Pédaler pour sortir de la pandémie

Les pistes cyclables provisoires : une contremesure pour lutter contre le COVID


La bicyclette
On se disait c’est pour demain
J’oserai, j’oserai demain
Quand on ira sur les chemins
À bicyclette (Yves Montand – La Bicyclette)

S’il y a bien une chose positive qui est ressortie de cette pandémie, c’est l’essor de la pratique du vélo. En effet, le port du masque et les mesures de distanciation sociale ont malheureusement découragé de nombreuses personnes d’utiliser les transports en commun. Et pour limiter le recours à la voiture personnelle, les responsables de nombreuses villes européennes ont pris dans l’urgence la décision d’élargir, d’étendre ou de créer des pistes cyclables. Ces pistes cyclables provisoires, ou coronapistes, ont montré que des aménagements qui, habituellement, prennent des années avant d’être adoptés pouvaient être mis en place en quelques jours seulement.

De Berlin à Bordeaux et de Bruxelles à Budapest, le premier semestre 2020 a vu fleurir des pistes cyclables, permanentes ou temporaires, dans de nombreuses villes d’Europe et de par le monde, afin d’encourager les modes de transports durables en temps de COVID. Selon une étude allemande sur 106 villes européennes , 11,5 kilomètres de pistes cyclables provisoires en moyenne par ville avaient été créés en août 2020. Certaines villes ont saisi cette opportunité pour mettre en place des mesures qui avaient été décidées depuis longtemps, tandis que d’autres en ont profité pour tester de nouvelles stratégies. Ces aménagements provisoires sont particulièrement visibles dans le paysage urbain : les coronapistes sont en effet habituellement délimitées par de grandes lignes jaunes et des plots de circulation et occupent la voie de droite de la chaussée, ou un ancien couloir de stationnement. Le coût au km de ces pistes varie grandement, de 9 500 € à Berlin à 25 000 € à Séville.

Fabian Deter

Lancé initialement à Bogotá, en Colombie, le concept a été mis en pratique pour la première fois en Europe dans un arrondissement de Berlin le 25 Mars 2020. Huit autres villes allemandes l’ont ensuite adopté et construit en tout 25,5 km de pistes provisoires entre mars et août 2020 (situation en septembre 2020, selon le magazine allemand Die ZEIT). La Ville de Stuttgart a même été distinguée par l’Etat fédéral et récompensée pour la rapidité de sa réaction et la valeur de démonstration de ses mesures en faveur des deux-roues. Dès le début de la crise du coronavirus, les responsables de la ville ont en effet élargi l’offre en créant de nouvelles pistes cyclables dans des rues par ailleurs très fréquentées. Et bien avant la pandémie, Stuttgart, qui abrite le siège du constructeur automobile Porsche, avait décidé de devenir une ville propice à la fois à la voiture et à la petite reine, les déplacements à vélo devant représenter, à terme, 25 % des déplacements dans la ville. Pour atteindre cet objectif, Stuttgart entend investir 40€ par habitant et par an dans la construction d’infrastructures cyclables. 

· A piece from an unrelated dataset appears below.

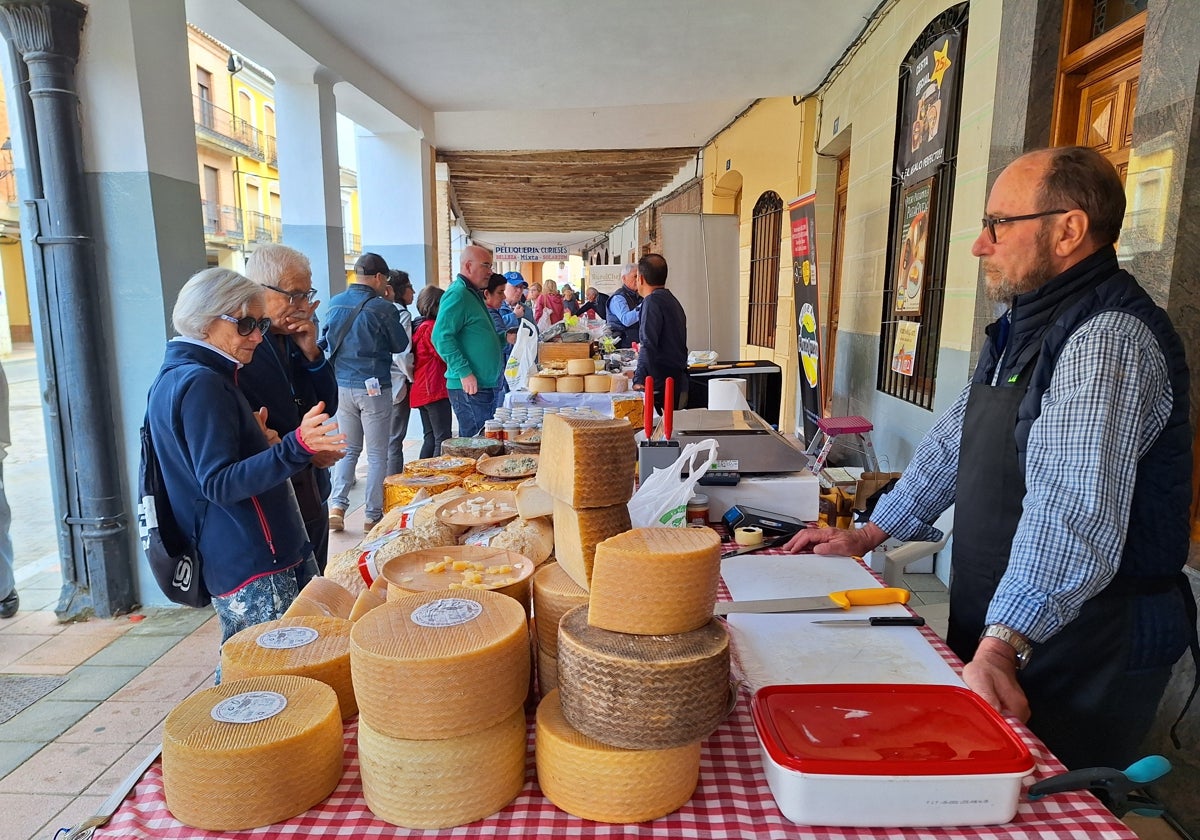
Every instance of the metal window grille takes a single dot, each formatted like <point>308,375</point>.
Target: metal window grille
<point>765,234</point>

Des budgets plus audacieux pour le vélo

En mai dernier, le gouvernement britannique a débloqué 250 millions de livres pour permettre aux collectivités locales d’investir dans des pistes cyclables et chemins piétonniers provisoires. En France, 1 million de bicyclettes ont pu être réparées et 50 emplois ont été créés l’an passé grâce à une prime de 50 € par personne octroyée par le gouvernement dans le cadre de la lutte contre le COVID-19. Et selon l’association « Vélo & territoires »,  les déplacements à vélo dans la première moitié de l’année 2020 ont augmenté de 13 % dans les zones urbaines par rapport à la même période en 2019. Le succès est encore plus retentissant en Belgique : l’initiative publique Bike for Brussels a ainsi enregistré un bon spectaculaire de 84 % du nombre de cyclistes en un an, pendant septembre 2019 et septembre 2020. L’une des explications se cache peut-être derrière la création de 40 km de nouvelles pistes cyclables par la région de Bruxelles-Capitale entre mars et juillet 2020. Quant à l’Irlande, elle vise une reprise verte et a déjà alloué 360 millions d’euros à la promotion de la pratique cyclable en 2021.

Aux Pays-Bas, pays réputé pour être le paradis des vélos, la Ville de La Haye prévoit d’investir 65 millions d’euros (soit 126 € par habitant) dans son réseau cyclable. Ce budget a été intégré au programme « Place aux vélos pour 2020-2025 » publié en décembre dernier. Ce programme devrait permettre à La Haye de se rapprocher de son objectif de faire de la petite reine son principal mode de déplacement d’ici 2040. Autant que faire se peut, les travaux sur les pistes cyclables sont menés conjointement à d’autres travaux prévus dans la ville, comme la réfection des voiries, des égouts ou encore les travaux d’aménagement pour améliorer la sécurité routière. Et dès que cela est possible, la Ville collabore avec des partenaires régionaux et nationaux.  Après avoir testé des pistes plus larges et un plus grand sas vélo au pied des feux tricolores, la ville voisine de Rotterdam a décidé de donner, de manière permanente, plus de place au vélo dans les années à venir (Fietskoers 2025). 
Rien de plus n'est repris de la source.